Just like the Delhi government’s shocking indifference to the plight of the migrant workers, the Maha Vikas Aghadi government in Maharashtra also showed little concerns for the migrant population in its state.

India is in the midst of battling a resurgent wave of the coronavirus outbreak as the country continues to report a sharp rise in the number of new cases. While the second wave of COVID-19 has affected many states of the country, it has most severely affected the states of Maharashtra and Delhi, which are among the top contributors to the recent upsurge in the coronavirus caseloads.

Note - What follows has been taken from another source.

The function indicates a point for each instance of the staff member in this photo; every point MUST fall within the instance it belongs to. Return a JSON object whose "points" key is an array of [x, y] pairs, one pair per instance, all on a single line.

In the light of the worsening coronavirus crisis in the national capital, Chief Minister Arvind Kejriwal today announced a strict 6-day lockdown in Delhi. The lockdown, he said, will come into effect at 10 pm on Monday, and be in force till 5 am next Monday.

“Delhi’s health system has reached its limits. I don’t say that the system has collapsed but it has reached its limits,” Kejriwal announced in a press briefing. The AAP supremo reiterated that Delhi was facing the fourth wave of the pandemic, remarking that the city’s health system has reached its limits. “I won’t say that the health system has collapsed but it has reached its limits,” he said.

Delhi chief minister Arvind Kejriwal’s announcement of imposing a lockdown came a day after nearly every third sample in the national capital tested positive for the coronavirus disease. Delhi on Sunday reported 25,462 new cases, the highest since the beginning of the pandemic. The spike in cases is particularly sharper this year, and Sunday’s cases are 812.6% higher than the number of new cases on April 1.

Migrant workers make a beeline to leave Delhi in the wake of Kejriwal’s lockdown announcement

No sooner did Arvind Kejriwal announce a rigorous lockdown in Delhi, panic set among scores of migrant labourers and they queued up at various terminal stations across the city to return to their native places.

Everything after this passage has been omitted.